SINGAPORE – Singapore's media regulatory agency on Tuesday (14 September) suspended The Online Citizen (TOC)'s class licence to operate its websites and social media accounts.

This means that the news website, with immediate effect, is not allowed to post any articles on these platforms, and will be required to disable them by 3pm on Thursday, said the Infocomm Media Development Authority (IMDA) in a press statement.

It is also not allowed to operate any new licensable broadcasting services online.

“If TOC fails to comply, the IMDA may take steps to restrict access to these services. It is also a criminal offence for the TOC to continue operating these services and its officers may also be held liable,” said the authority.

The news website’s class licence may be cancelled if it fails to provide further information to fully comply with the Broadcasting Act, it added.

This comes after the TOC repeatedly failed to declare all its funding sources for its 2020 annual declaration despite “multiple reminders and extensions”.

Under the Broadcasting Act, registered Internet content providers, such as the TOC, which engage in online promotion and discussion of political issues relating to Singapore are required to be transparent about their funding sources.

The IMDA noted that TOC had also said that the news website does not intend to comply with its obligations under the law. The authority said that it provided a “final opportunity” for TOC to explain its non-compliance by Monday.

“While the response was received after the stipulated deadline, the IMDA has nonetheless fully considered the TOC’s representations,” it added.

The IMDA said that it had repeatedly asked the TOC to clarify various elements of its subscription framework, which is allowed under the licence as a revenue model.

One element of the TOC’s subscription framework allowed “subscribers” to get specific articles written, in return for “subscription funding” received. “This is a cause for concern as it could be an avenue for foreign influence,” said the IMDA.
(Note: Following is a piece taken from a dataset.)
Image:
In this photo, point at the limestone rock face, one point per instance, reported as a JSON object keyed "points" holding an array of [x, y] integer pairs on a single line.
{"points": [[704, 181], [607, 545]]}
The IMDA said that the TOC has insisted for such “subscriptions” to be excluded from its full declaration of funding sources, while refusing to provide further information to clarify its overall subscription framework.

“This is not consistent with full disclosure and transparency,” said the IMDA.

The authority added that TOC, in its response on Monday, had purportedly offered to provide the “necessary declaration”, on the condition that the IMDA assures the website that it will not seek further clarifications regarding its subscription framework and its funding sources.

“The requirement for the TOC to provide information concerning the provision of its broadcasting service to IMDA is a requirement by law to ensure full transparency. It is therefore not a matter for negotiation with the IMDA,” said the IMDA.

According to the authority, the TOC had previously declared its funding sources when it first registered in 2018 but had not fully complied with this obligation since 2019.

The IMDA had on 4 May issued a warning to the news website for its failure to verify a donor and to clarify discrepancies in its foreign advertising revenue in its 2019 declaration.